As a student, he was mediocre. He was a C-student – according to his own revelation – at City College, where he studied Geology. It was there that he discovered the Army. He found what was right for him. What inspired him. What he was passionate about. His evolution from there on was rapid. He became the first African-American National Security Adviser. The first African-American Chairman of the Joint Chiefs of Staff. The first African-American Secretary of State.
For a time, he was the most popular man in America and was considering running for president.
It was a classic case of achieving the American dream in its most noble form. From nowhere, he climbed to the highest rungs of the country’s leadership. It is not just that he achieved the American dream; his story differs from so many others in that he ‘paved the way’ for others. He tore down walls. He contributed to the creation of a more equal, just world.
And just as important: throughout his career, until his last moments on earth, he never forgot his parents. His origins. Who he was. His feet were firmly planted on the ground. He did not need crutches.
When President George W. Bush struggled to persuade the world that we needed to wage war on Iraq, he enlisted his esteemed Secretary of State, Colin Powell, to go to the United Nations to persuade everyone.
In his speech there, he said the following:
“My colleagues, every statement I make today is backed up by sources, solid sources. These are not assertions. What we’re giving you are facts and conclusions based on solid intelligence. I will cite some examples, and these are from human sources.”
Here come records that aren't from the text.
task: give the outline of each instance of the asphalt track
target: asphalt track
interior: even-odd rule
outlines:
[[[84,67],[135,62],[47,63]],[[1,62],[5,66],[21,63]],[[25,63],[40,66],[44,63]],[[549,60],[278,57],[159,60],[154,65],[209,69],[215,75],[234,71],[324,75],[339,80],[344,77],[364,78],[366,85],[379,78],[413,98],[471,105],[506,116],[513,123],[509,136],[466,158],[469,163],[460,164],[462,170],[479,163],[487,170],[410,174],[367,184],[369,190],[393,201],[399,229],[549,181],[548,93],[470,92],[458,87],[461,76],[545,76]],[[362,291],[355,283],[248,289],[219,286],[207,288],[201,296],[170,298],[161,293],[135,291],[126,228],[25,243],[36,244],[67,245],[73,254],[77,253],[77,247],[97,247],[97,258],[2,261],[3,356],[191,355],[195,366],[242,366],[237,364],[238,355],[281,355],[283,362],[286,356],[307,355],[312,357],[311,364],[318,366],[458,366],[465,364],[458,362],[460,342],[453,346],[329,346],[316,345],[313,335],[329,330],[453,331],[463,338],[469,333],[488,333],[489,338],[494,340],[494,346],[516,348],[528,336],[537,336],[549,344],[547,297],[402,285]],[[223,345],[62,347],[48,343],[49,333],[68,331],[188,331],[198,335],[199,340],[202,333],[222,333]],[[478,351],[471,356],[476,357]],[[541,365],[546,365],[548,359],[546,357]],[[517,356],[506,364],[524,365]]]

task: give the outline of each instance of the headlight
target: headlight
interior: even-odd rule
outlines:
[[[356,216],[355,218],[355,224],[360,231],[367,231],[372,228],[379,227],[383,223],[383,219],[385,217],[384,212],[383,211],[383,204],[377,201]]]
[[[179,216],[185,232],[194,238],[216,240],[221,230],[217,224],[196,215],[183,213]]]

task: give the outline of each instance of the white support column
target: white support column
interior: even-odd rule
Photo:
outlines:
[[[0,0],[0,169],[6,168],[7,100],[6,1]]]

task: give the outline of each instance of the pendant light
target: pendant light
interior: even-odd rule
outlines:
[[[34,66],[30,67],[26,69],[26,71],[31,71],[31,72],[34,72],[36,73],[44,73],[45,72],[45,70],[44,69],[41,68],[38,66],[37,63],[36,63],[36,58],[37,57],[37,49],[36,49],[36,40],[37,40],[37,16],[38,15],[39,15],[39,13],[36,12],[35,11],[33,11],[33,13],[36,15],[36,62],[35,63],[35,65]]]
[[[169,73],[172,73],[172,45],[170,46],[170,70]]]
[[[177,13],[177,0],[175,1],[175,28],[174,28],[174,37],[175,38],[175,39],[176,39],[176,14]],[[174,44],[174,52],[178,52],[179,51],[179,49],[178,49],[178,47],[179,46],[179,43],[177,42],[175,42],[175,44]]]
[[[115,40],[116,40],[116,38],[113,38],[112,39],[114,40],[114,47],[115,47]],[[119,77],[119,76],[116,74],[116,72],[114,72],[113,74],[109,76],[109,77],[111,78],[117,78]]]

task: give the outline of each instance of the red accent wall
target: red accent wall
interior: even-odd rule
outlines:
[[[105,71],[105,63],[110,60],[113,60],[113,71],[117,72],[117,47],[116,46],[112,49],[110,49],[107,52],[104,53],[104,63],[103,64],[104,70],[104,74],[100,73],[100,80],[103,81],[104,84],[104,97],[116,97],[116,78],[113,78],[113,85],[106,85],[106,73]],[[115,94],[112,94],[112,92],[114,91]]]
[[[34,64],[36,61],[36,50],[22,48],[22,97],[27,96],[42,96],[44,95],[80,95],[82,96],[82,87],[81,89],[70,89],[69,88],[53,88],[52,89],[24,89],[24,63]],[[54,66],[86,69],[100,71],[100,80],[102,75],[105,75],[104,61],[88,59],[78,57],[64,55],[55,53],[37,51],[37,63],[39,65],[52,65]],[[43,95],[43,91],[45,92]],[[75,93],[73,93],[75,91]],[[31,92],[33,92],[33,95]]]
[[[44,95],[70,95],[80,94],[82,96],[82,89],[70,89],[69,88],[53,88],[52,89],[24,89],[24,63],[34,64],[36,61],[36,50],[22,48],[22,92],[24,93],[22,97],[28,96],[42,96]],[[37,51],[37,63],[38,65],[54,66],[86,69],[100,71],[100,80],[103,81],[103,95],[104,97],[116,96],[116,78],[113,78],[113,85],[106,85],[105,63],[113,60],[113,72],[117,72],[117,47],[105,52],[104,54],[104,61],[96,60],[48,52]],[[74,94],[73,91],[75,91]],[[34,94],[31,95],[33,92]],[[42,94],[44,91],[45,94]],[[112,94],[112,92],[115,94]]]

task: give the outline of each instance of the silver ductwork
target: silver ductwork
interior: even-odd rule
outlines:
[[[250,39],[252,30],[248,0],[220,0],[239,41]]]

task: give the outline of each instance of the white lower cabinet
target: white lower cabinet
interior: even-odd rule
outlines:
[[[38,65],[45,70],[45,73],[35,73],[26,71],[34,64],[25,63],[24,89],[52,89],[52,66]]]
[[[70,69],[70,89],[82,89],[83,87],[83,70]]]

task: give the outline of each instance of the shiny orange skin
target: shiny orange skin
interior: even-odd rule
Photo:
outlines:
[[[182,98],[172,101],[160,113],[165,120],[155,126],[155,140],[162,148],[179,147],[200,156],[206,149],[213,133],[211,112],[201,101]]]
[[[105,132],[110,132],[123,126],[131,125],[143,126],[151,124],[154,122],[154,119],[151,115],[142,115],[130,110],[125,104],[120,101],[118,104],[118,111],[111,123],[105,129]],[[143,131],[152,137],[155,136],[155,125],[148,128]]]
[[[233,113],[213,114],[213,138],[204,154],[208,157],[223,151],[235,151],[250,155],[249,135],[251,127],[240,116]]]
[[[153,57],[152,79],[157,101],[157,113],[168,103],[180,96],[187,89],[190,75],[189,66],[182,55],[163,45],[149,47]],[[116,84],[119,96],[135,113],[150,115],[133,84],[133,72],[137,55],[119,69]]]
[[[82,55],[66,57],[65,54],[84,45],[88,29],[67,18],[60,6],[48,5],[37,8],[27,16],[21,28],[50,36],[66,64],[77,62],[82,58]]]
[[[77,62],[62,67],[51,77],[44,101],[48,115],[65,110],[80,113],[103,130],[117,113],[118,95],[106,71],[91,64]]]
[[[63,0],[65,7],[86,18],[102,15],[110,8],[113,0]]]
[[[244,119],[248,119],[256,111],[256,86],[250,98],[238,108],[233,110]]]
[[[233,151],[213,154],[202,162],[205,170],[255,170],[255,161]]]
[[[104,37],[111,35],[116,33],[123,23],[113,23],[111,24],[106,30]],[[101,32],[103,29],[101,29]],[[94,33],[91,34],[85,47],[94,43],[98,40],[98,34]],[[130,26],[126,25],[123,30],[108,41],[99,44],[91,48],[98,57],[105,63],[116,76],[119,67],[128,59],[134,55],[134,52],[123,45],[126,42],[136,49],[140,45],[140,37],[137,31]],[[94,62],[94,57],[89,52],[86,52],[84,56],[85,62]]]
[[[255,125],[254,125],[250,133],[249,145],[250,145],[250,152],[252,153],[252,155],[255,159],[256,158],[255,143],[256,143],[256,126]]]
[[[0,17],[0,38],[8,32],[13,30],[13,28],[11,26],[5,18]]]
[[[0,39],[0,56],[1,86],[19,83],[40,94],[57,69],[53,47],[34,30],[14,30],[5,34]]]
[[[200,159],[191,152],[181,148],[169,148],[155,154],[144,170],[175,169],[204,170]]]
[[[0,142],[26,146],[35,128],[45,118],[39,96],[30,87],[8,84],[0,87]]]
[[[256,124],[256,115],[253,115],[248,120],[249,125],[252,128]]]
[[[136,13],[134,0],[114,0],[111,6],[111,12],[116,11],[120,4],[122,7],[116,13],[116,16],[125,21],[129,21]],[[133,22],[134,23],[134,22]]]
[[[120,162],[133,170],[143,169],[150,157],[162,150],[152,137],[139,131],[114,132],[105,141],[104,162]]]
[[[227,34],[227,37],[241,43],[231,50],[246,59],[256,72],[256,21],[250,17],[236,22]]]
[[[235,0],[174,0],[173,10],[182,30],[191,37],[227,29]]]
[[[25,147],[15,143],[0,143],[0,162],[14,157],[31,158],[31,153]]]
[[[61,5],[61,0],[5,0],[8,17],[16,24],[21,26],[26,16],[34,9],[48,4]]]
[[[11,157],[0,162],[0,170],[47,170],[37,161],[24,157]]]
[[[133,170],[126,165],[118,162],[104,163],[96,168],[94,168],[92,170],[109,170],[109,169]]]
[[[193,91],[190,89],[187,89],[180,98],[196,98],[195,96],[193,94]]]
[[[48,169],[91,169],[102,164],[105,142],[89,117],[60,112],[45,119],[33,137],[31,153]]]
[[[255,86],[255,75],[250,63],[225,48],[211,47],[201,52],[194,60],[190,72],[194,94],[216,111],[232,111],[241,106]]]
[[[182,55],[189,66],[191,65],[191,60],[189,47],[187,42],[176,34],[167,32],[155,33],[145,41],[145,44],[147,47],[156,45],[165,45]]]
When asked if Iraq had resumed a nuclear program, he replied: “There is no doubt in my mind.”
When he spoke at the UN, he was accompanied by two Greek-Americans: John Negroponte, the then U.S. ambassador to the United Nations, and George Tenet, then CIA Director.
It was a historical photograph. For him, however, the speech was a disaster. It turned out that it was based on false data.
This was the nightmare that followed him until the end of his life.
Powell wronged himself with what he did. It would have been better if he had just resigned. He had put his career above his values and paid the price for it.
Of course, this incident does not wipe out the successes of a lifetime.
Nor does it invalidate the fact that Colin Powell, the son of immigrants, was a great American, a great man, a faithful son, and an example to be imitated by all the children of immigrants.